Starting in Fall 2018, a PhD fellowship in Mathematical Physics will open in the framework of the European ITN project QUSCo.

Title: Adiabatic Control of Open Quantum Systems
Host institution: Inria team CAGE, Laboratoire Jacques-Louis Lions, UPMC Paris 6, France
Duration: 3 years
Net salary: [Gross salary: around 2000 euro/month (around 1600 euro/month net)]
Facilities: funding for traveling to conferences and for the attendance of graduate schools, laptop, etc...
Supervisors: Ugo Boscain, Pierre Rouchon and Mario Sigalotti. The PhD program includes several research stays at Universitaet Kassel, in the group of Christiane Koch

Research project:
Adiabatic methods are very powerful techniques to prove controllability for closed quantum systems both in finite and infinite dimension, in particular when coupled with a deep knowledge of the structure of the eigenvalue intersection in the space of controls. In the finite-dimensional case these techniques permit to give easily verifiable conditions for exact controllability while in the infinite dimensional case they permit to characterize approximate controllability properties (that is the strongest controllability condition that one can expect). One of the most interesting features of adiabatic methods is that they provide, together with the controllability property, the explicit expression of the control necessary to realize the transition. Moreover they are robust in the sense that they permit to drive, with the same control, a continuum of systems with slightly different parameters. This last property is known as simultaneous controllability and it is very often crucial in Nuclear Magnetic Resonance. Typical adiabatic pulses achieving simultaneous controllability are the chirped pulses, which work by slowly modulating the frequency of the controls.
The purpose of this PhD project is to extend these techniques to open systems, which are fundamental models in most applications. There are very few theoretical contributions in this direction so far and our aim is to bridge this gap by using the geometric control language to translate and extend the adiabatic formalism.

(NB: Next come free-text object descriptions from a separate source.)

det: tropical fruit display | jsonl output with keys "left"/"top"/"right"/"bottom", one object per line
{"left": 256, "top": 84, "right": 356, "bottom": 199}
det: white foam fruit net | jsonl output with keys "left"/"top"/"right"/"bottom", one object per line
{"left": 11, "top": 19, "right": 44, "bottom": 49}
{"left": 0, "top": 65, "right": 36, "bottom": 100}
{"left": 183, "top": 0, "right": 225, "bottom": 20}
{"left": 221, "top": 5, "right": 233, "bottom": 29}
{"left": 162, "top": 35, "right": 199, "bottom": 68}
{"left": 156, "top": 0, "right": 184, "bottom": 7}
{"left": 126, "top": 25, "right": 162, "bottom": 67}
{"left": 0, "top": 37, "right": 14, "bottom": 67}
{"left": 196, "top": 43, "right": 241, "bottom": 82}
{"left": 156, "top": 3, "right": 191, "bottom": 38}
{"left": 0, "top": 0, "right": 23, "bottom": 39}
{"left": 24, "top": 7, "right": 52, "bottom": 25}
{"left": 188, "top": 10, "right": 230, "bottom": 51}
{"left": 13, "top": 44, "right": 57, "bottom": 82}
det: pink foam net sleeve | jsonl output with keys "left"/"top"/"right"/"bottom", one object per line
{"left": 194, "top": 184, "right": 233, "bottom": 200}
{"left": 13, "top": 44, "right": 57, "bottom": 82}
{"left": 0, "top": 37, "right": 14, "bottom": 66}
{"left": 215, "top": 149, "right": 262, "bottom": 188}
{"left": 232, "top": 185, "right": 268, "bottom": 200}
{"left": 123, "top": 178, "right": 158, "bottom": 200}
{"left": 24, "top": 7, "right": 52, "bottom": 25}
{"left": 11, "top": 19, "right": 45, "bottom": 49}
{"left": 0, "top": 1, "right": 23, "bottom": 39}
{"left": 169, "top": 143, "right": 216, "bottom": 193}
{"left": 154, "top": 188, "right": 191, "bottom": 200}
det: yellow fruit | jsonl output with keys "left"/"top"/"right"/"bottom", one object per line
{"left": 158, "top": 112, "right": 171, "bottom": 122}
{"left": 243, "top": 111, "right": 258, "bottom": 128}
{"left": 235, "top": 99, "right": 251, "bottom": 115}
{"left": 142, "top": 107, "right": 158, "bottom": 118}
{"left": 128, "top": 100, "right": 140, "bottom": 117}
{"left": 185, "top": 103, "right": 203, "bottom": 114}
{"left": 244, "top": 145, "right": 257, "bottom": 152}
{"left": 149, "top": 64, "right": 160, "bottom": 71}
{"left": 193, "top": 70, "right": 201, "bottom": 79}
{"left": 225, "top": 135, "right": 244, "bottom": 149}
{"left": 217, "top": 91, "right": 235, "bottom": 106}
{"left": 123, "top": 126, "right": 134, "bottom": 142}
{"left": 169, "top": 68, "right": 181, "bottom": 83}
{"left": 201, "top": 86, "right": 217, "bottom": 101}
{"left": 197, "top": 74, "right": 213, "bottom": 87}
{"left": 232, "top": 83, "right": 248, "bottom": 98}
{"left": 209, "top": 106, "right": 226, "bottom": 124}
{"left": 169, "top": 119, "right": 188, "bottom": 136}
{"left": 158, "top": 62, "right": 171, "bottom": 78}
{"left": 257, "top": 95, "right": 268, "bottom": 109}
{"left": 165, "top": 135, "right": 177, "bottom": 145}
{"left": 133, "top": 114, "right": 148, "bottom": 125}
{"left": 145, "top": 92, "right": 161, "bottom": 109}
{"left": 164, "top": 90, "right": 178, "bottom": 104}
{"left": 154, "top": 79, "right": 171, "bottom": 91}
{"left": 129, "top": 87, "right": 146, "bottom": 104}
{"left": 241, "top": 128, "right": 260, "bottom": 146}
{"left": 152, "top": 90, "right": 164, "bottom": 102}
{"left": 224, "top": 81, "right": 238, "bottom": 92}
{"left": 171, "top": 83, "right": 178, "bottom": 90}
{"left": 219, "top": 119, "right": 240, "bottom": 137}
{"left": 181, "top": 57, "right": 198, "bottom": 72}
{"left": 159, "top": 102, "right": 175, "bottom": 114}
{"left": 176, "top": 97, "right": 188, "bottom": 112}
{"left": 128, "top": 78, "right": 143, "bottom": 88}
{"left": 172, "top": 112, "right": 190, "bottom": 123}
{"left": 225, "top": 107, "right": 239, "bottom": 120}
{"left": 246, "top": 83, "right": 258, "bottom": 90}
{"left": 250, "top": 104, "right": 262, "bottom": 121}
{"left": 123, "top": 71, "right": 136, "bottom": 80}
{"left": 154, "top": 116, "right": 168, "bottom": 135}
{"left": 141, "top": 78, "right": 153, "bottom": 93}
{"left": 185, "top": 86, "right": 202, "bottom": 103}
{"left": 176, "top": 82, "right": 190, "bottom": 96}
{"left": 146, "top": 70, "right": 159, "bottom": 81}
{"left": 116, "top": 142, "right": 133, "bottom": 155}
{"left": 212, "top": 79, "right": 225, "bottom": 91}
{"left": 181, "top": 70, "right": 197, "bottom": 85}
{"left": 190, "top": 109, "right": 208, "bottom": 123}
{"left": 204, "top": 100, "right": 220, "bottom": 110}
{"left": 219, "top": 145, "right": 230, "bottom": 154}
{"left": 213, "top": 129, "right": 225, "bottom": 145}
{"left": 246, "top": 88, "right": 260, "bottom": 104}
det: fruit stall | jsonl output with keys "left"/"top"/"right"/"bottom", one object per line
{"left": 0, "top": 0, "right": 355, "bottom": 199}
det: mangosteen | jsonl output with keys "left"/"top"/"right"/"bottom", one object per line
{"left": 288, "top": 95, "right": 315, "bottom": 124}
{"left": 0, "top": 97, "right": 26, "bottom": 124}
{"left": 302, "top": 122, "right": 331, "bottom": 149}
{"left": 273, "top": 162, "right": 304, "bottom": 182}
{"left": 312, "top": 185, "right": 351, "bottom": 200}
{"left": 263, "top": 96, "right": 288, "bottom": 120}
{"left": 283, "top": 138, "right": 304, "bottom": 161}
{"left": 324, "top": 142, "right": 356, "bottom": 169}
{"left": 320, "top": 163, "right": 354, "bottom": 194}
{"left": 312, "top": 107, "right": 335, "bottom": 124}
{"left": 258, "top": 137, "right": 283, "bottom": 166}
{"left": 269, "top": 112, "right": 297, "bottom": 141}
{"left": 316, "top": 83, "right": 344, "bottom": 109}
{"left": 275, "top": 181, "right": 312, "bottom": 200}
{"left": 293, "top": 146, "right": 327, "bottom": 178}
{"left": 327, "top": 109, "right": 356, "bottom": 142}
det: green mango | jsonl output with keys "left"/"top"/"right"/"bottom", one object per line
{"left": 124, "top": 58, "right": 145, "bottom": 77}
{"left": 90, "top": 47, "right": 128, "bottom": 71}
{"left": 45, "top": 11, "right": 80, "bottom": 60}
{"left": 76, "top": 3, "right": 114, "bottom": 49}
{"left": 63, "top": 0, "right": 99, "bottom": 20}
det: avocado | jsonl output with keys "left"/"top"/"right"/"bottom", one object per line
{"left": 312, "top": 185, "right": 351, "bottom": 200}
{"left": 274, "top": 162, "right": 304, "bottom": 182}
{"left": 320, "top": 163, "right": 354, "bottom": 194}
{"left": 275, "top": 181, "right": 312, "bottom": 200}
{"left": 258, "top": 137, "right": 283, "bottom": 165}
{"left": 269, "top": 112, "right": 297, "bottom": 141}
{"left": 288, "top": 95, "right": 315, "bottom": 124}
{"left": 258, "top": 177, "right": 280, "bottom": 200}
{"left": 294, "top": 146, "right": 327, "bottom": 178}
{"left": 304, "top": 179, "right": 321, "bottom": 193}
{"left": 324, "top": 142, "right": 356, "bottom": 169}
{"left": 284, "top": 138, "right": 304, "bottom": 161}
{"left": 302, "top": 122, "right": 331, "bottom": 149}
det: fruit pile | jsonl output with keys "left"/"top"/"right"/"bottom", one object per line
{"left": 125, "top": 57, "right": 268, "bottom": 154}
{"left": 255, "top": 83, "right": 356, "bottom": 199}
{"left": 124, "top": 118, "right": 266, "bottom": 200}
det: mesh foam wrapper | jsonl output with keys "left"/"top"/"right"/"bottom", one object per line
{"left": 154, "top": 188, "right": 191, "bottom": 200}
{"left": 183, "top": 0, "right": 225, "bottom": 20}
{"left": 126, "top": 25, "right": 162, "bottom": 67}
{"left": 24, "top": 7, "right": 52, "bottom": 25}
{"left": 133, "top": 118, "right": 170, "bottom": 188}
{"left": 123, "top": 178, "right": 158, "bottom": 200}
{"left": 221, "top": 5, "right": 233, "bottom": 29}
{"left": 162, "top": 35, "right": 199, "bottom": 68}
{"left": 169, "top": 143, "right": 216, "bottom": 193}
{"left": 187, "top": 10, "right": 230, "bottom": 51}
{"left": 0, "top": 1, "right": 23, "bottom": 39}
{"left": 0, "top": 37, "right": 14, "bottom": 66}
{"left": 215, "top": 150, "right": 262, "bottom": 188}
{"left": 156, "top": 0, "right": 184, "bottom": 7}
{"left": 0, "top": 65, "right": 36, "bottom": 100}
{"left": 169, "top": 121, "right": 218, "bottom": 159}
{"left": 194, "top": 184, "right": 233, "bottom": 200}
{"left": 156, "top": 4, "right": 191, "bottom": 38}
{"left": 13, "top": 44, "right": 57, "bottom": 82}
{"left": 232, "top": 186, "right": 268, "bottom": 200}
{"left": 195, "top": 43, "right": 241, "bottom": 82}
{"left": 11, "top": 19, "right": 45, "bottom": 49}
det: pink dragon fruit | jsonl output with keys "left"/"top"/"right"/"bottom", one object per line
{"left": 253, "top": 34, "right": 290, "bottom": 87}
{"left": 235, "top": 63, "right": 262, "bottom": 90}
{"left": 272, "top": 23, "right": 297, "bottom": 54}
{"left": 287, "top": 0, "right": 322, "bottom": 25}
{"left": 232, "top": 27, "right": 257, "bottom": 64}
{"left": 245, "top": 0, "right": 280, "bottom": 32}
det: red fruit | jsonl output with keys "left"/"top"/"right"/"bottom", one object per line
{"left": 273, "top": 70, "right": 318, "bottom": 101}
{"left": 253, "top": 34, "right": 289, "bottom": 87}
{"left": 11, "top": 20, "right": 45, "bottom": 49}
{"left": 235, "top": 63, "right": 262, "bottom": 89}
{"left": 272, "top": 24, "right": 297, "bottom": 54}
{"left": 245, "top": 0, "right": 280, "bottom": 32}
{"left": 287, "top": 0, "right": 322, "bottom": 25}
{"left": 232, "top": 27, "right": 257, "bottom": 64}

The techniques necessary for achieving the goals of this thesis cover a large scientific spectrum. The candidate should have a good knowledge of quantum physics, operator theory, differential geometry, Lie groups, and dynamical systems.

The candidate must obtain his M2 within October 2018. The recruitment must fulfil the mobility rule: the candidate must not have resided or carried out his main activity (work, studies, etc.) in France for more than 12 months in the 3 years immediately before the recruitment date.